The streets around a new homeless shelter at Clay Street and Manhattan Avenue in Greenpoint have become so riddled with drugs and violence since the refuge opened, even war vets say they are terrified to step foot there.
“I was in Vietnam, and I’m afraid to go on Clay and Manhattan,” said longtime resident Michael Hoffman, one of many neighbors who lined up at a town hall meeting on Wednesday night to share their horror stories and demand city officials, police, and shelter operators crack down on the problem.
Residents claim they have seen a disturbing surge in criminal activity since operator Home–Life Services opened the residence at 58–66 Clay St. in November last year — some say they have witnessed drug deals and others have been harassed by aggressive riff-raff in their own backyard.
“I noticed a difference in the neighborhood,” said Stephanie Hinson, who lives a few blocks away from the site. “Something happened.”
Two brutal attacks have blighted the nearby blocks since the new shelter arrived — someone fatally stabbed a man on Dupont Street near Manhattan Avenue in December, and another brute beat a local artist in front of the Clay facility in July.
Locals say the city and the site’s operators have made no attempts to curb bad behavior, allowing tenants go out for long smoke breaks after their 10 pm curfew without accountability.
But facility director Riquelma Moreno said she can’t lock up her tenants like prisoners, and claimed she can’t gauge how long a smoke break should be because she has never smoked.
The Clay Street shelter is just a block away from another refuge at 400 McGuiness Blvd. and neighbors claim the space between the two facilities has become a seedy hangout for unsavory characters — particularly 96 Clay St., where neighbors said they saw people smoking crack, and the deli next door.
Police have been just as unhelpful, locals said.

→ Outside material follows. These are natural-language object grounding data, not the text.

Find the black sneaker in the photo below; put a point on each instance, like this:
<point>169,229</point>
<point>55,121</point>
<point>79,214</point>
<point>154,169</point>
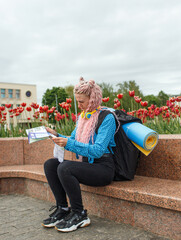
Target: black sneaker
<point>55,217</point>
<point>73,221</point>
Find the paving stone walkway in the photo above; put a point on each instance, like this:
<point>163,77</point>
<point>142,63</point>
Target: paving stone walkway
<point>21,216</point>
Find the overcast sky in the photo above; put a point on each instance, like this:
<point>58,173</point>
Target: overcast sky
<point>54,42</point>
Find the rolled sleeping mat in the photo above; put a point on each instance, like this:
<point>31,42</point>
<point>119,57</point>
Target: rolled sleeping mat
<point>144,138</point>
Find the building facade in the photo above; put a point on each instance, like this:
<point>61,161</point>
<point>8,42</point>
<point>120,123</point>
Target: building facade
<point>15,94</point>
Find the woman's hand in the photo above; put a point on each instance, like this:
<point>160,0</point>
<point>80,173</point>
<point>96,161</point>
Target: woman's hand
<point>51,131</point>
<point>60,141</point>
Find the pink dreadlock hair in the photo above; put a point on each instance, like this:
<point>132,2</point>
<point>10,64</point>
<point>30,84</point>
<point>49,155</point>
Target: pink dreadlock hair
<point>86,128</point>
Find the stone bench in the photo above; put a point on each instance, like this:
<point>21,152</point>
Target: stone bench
<point>151,201</point>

Hinson said that when one man who loiters around the deli threw cookies at her and yelled, “Die, b----, die!” the local precinct acted like she was the wacko.
“I called the 94 Precinct and they treated me like I was a nutcase,” said Hinson, adding that the ruffians had also yelled violent sexual threats at her. “I am not a nutcase.”

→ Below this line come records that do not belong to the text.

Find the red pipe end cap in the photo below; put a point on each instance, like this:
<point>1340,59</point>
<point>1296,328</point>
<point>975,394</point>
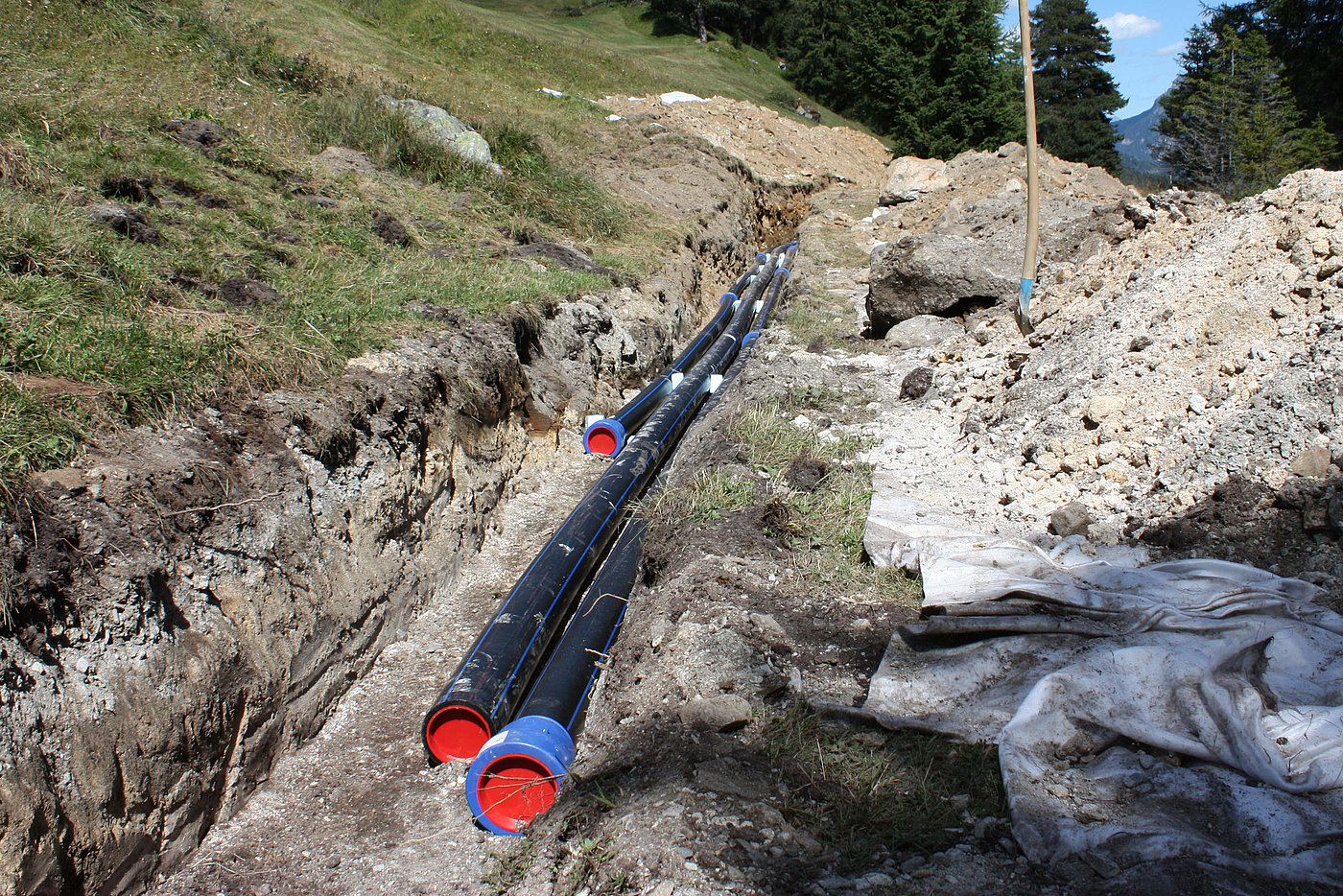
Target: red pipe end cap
<point>601,440</point>
<point>456,732</point>
<point>513,790</point>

The Department of Homeless Services has already stationed peace officers — law enforcement officials who are able to make arrests and use force — outside the McGuinness shelter, which neighbors say has helped clean up that area. And a department rep said the city would place officers at the Clay Street facility starting Thursday.
But police and the shelter owner and manager must do their part, too, said one local pol.
“Everybody that was on that dais bears some responsibility to fix the issue,” said Councilman Stephen Levin (D–Greenpoint).
The director of Home Life Services claimed she had only just learned that the conditions around her shelter had spun out of control, and promised to restore safety and goodwill with neighbors — though now how she would do that.
“I will do everything I can,” she said. “I want you to stand up and clap for me when I’ve done what I needed to have done.”